Adults may take topical intranasal vasoconstrictors, like phenylephrine drops, every 3 hours. However, they should not take them for more than 4 days to avoid rebound congestion.

Oral decongestants and antihistamines may also help.

Ear tubes

If a child has frequent ear infections (three infections in 6 months or four infections in 1 year), or if the infection does not resolve with antibiotics, a doctor may recommend a type of surgery called myringotomy with ear tube placement.

Myringotomy involves making a small opening in the eardrum to relieve the pressure from the middle ear and drain the fluid. A doctor may recommend this for children who are developing their language and speech.

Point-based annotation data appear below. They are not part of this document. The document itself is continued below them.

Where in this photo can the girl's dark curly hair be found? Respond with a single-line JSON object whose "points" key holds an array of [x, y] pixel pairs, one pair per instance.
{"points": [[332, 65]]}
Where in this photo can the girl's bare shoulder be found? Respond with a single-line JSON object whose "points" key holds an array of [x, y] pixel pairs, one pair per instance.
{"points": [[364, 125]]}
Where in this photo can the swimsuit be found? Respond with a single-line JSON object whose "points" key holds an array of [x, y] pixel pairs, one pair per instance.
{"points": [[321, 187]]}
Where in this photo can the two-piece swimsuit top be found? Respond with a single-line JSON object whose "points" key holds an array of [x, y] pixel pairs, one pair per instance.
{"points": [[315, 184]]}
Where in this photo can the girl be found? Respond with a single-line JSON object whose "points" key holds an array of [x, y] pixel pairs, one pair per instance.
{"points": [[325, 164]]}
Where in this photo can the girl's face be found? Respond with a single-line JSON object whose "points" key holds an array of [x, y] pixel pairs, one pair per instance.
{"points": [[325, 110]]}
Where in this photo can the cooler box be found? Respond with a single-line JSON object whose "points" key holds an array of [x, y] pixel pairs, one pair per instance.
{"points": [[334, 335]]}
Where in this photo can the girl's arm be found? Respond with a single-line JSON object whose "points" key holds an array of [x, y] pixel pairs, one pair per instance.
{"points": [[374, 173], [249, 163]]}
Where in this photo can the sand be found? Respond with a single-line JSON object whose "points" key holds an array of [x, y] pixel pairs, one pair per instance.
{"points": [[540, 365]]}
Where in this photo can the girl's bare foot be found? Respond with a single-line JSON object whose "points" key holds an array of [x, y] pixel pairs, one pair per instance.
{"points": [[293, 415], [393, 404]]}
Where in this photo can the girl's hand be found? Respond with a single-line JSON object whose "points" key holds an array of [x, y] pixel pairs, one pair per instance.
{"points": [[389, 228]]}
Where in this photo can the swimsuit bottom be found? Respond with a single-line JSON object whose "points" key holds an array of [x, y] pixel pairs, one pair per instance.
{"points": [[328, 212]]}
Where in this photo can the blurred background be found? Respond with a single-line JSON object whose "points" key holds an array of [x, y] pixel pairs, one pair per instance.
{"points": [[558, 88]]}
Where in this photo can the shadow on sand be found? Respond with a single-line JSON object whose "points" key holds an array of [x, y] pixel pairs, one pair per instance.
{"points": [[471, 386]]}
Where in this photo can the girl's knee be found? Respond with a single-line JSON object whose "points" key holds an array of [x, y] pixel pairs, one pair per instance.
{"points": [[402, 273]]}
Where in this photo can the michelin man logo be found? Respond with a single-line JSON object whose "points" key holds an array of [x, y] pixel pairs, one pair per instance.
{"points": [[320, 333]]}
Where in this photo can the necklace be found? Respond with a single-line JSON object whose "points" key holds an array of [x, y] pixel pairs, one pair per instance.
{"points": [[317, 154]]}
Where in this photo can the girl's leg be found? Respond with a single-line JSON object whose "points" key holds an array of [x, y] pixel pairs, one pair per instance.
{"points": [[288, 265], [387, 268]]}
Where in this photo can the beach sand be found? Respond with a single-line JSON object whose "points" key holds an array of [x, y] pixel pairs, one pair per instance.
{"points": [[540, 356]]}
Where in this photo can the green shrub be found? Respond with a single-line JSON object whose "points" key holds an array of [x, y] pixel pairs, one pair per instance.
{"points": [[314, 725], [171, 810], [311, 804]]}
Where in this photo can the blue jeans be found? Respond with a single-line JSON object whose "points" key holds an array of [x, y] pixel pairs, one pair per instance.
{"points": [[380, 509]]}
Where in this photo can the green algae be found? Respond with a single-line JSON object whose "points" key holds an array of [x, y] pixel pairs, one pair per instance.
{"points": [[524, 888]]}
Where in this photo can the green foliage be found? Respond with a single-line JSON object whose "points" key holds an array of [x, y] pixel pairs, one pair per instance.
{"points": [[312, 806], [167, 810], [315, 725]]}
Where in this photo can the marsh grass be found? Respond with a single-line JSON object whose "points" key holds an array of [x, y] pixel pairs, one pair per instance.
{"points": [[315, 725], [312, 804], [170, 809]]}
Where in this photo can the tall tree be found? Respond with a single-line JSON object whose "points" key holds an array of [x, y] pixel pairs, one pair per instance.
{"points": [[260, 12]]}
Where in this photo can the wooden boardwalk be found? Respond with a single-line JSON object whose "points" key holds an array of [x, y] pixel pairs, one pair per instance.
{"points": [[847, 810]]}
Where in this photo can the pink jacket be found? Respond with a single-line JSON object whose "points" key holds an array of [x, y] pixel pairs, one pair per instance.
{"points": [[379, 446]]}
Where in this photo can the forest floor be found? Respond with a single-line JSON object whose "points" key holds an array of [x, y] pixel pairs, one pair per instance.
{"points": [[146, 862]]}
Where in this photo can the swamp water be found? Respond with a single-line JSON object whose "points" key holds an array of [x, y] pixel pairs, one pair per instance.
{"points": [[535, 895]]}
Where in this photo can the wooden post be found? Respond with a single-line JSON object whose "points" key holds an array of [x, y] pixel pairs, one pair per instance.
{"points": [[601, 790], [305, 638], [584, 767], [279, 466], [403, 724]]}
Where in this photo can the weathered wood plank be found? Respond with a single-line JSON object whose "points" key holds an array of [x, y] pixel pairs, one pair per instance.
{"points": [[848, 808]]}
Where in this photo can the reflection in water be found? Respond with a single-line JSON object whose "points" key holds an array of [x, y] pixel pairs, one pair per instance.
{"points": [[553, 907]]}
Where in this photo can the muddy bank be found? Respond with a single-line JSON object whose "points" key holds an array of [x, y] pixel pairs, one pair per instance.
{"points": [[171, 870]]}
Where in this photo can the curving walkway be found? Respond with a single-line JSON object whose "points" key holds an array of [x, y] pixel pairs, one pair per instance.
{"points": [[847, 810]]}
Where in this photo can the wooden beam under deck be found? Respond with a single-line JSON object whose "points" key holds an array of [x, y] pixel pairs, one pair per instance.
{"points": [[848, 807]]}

Ear tubes usually last 6–18 months. Some long-term ear tubes can last longer.

Stopping smoking

A 2020 study found that passive smoking is highly associated with serous otitis media in children. Not exposing a child to secondhand smoke can reduce their risk of ear infections.

Managing allergies and preventing colds and infections

Allergies, colds, and infections can block the eustachian tube, making ear infections more likely.

Proper hygiene and attending a smaller day care can help decrease a child’s exposure to colds.

Ensuring that a child’s vaccinations are up to date can help prevent infections that can lead to otitis media.

Breastfeeding

The American Academy of Pediatrics (AAP) recommends that parents exclusively breastfeed their infants, at least for the first 6 months. Breastmilk contains antibodies that reduce the likelihood of ear infections.

This lowers the infant’s risk of acute otitis media, among other health benefits. The benefits are most notable in the first 2 months, based on a 2019 longitudinal study.

Stopping pacifier use

The American Academy of Family Physicians (AAFP) joins AAP in advising parents to reduce or wean their children’s pacifier use from 6 months to prevent ear infections.

A 2021 report found that children using pacifiers are nearly twice at risk for ear infections.

Bottle feeding in an upright position

Feeding a baby lying flat can cause fluids to fall back into the eustachian tubes. Feeding them with their heads higher than their stomachs can prevent this.

Leaving a bottle in bed at night with a child is also not advised. This is to discourage them from drinking on their back.

Removing enlarged adenoids

Constantly breathing through the mouth or frequently snoring may indicate that a person has enlarged adenoids, a tonsil-type tissue at the back of the throat.

Enlarged adenoids may contribute to ear infections. Adenoids can be removed through adenoidectomy, and ear tubes may be placed simultaneously when more than one set of tubes is needed.

Vaccination

Studies have shown that vaccinated children are less likely to get ear infections. The National Institute on Deafness and Communication Disorders (NIDCD) recommends that children get the flu and pneumococcal vaccine every year.

Ear infections are common in children, but adults can also get them. Most of the time, these infections are not serious and typically resolve on their own within 3–5 days.

When antibiotics are necessary, a person can expect relief within 48–72 hours. If symptoms do not get better by this time, they should contact a healthcare professional.